Overview

The MCP Server – Vector Search is a lightweight, high‑performance bridge between an AI assistant and a Neo4j graph database that adds semantic vector search to your knowledge base. By leveraging the Model Context Protocol (MCP) and FastMCP, the server exposes a single, purpose‑built tool that turns natural language queries into high‑dimensional embeddings and retrieves the most relevant graph nodes in milliseconds. This solves a common bottleneck for AI developers: turning unstructured, graph‑based knowledge into actionable context without sacrificing speed or requiring custom integration code.

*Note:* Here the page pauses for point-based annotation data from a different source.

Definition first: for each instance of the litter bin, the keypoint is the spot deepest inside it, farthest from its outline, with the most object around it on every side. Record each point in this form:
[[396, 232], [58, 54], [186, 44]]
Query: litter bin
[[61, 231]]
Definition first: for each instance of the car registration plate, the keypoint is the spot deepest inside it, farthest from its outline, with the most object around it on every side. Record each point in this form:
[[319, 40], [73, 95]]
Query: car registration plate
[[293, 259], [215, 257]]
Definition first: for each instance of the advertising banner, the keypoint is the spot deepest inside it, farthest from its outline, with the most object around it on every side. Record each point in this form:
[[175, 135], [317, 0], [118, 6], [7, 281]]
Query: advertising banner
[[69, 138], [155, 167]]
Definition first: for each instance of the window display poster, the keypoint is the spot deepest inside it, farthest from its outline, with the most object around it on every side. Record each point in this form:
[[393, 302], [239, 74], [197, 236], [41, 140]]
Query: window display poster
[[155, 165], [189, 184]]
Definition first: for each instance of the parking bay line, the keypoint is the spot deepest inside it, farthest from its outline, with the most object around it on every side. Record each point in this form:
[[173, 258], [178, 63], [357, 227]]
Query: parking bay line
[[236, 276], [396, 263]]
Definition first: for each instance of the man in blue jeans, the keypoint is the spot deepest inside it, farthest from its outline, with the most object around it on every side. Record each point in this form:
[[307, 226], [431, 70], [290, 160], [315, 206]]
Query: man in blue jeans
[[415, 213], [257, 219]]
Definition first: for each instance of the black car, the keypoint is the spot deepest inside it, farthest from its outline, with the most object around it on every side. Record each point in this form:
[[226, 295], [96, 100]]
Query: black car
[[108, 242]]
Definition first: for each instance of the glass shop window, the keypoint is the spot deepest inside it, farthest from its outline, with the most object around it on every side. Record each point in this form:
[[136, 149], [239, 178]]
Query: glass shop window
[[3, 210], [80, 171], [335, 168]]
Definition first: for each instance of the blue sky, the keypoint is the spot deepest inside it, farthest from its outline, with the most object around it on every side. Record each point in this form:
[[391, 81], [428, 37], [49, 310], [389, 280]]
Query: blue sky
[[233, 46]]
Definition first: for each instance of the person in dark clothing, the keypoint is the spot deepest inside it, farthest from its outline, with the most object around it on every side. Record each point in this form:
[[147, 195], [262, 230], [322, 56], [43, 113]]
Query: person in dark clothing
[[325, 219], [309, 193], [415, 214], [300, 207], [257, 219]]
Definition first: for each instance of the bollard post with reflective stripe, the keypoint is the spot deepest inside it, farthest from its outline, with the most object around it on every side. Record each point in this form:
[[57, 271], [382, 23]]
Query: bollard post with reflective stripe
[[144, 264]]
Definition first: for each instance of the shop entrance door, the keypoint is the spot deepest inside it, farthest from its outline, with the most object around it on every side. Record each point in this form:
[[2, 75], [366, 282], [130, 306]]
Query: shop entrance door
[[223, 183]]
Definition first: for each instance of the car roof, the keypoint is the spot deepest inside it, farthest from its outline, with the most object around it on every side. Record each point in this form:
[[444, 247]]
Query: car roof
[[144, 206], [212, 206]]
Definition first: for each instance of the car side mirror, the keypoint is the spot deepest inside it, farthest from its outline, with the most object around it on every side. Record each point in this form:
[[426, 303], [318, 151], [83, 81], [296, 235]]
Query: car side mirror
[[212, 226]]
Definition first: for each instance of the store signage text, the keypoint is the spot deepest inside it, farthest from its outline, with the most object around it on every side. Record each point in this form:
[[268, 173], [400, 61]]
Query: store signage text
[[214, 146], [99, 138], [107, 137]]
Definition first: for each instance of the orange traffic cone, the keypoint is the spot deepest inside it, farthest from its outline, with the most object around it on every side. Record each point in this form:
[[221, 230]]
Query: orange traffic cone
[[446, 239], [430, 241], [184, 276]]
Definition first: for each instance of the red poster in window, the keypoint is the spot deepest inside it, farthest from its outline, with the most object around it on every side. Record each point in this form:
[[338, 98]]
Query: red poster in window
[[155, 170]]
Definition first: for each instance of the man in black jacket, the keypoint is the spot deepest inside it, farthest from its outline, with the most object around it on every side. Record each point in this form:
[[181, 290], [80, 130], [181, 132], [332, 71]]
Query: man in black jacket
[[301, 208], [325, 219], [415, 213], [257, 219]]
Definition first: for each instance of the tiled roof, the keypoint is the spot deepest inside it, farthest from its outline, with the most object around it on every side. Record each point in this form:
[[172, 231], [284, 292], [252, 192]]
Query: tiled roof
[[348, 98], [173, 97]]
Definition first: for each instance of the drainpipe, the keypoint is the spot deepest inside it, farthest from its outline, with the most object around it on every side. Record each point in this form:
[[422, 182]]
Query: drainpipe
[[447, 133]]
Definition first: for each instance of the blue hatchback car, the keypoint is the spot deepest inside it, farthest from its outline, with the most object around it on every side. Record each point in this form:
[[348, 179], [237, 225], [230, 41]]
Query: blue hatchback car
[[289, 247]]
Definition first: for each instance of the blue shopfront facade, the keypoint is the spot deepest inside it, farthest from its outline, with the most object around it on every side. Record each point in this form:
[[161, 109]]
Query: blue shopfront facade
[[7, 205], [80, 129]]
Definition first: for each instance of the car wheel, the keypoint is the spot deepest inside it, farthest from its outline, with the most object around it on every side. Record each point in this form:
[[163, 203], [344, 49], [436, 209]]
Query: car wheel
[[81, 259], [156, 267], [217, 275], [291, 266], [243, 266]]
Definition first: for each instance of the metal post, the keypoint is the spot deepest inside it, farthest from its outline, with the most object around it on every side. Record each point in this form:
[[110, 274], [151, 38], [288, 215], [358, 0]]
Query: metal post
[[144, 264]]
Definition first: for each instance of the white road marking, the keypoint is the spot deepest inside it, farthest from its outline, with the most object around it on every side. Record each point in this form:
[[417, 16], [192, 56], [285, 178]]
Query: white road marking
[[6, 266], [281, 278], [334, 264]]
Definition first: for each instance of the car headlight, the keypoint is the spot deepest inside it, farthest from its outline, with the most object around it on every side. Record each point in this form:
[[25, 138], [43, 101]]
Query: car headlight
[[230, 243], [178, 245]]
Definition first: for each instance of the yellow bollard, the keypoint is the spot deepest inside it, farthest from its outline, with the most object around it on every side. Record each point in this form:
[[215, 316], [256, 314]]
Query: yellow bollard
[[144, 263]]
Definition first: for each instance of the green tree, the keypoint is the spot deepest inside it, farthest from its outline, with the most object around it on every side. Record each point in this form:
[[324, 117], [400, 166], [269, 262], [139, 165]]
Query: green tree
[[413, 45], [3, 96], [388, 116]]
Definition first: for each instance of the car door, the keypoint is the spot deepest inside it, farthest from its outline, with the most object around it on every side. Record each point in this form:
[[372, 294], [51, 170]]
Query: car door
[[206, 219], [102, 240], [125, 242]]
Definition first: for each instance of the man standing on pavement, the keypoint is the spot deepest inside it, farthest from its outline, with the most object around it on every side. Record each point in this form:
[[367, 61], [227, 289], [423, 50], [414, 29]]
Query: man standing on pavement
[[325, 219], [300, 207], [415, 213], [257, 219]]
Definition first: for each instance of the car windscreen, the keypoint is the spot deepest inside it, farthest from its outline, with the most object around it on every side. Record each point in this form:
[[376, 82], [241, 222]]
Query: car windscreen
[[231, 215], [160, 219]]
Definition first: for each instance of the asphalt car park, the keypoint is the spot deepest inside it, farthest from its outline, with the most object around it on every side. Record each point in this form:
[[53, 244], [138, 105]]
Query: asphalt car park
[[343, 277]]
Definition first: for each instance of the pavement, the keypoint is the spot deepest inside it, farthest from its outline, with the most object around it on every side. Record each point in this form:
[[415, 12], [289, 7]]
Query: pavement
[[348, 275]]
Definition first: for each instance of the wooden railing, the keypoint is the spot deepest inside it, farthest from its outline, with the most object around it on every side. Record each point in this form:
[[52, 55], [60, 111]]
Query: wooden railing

At its core, the server performs three steps: (1) it receives a prompt from an MCP‑enabled client such as Claude; (2) it calls the OpenAI embedding endpoint to convert that prompt into a 1536‑dimensional vector; and (3) it queries Neo4j’s vector index—created with the APOC plugin—to return a ranked list of nodes along with similarity scores. Because Neo4j stores the embeddings directly on graph nodes, the search benefits from native graph traversal and relationship filtering, enabling complex queries that combine semantic similarity with structural constraints (e.g., “find papers linked to a specific author” or “locate projects related to a technology node”).

Key capabilities include:

• Zero‑code integration – the MCP tool is discovered automatically by any compliant client, so no boilerplate code is needed.
• Fast execution – FastMCP’s minimal overhead and uv‑based dependency management keep startup times low, while Neo4j’s native vector index delivers sub‑second latency even for millions of nodes.
• Rich context delivery – results include the node’s properties and a similarity score, allowing the AI to weigh evidence when generating answers or summaries.
• Scalable architecture – the server can run behind a load balancer, and Neo4j’s connection pooling ensures efficient resource use.

Typical use cases span a broad range of AI‑driven applications:

• Enterprise knowledge bases – employees ask questions in plain language and receive the most relevant policy documents or code snippets.
• Research assistants – scholars query a graph of papers, authors, and topics to surface the latest studies on a niche subject.
• Product recommendation engines – a conversational AI recommends products by finding semantically similar items linked to user preferences.
• Compliance monitoring – regulators query a graph of regulations and incidents, quickly locating related cases.

Integrating the server into an AI workflow is straightforward: once deployed, any MCP client can invoke the tool by passing a natural‑language prompt. The assistant can then use the returned results as context for its next response, enabling a seamless loop of query → search → answer that feels natural to end users while remaining fully grounded in the underlying graph data.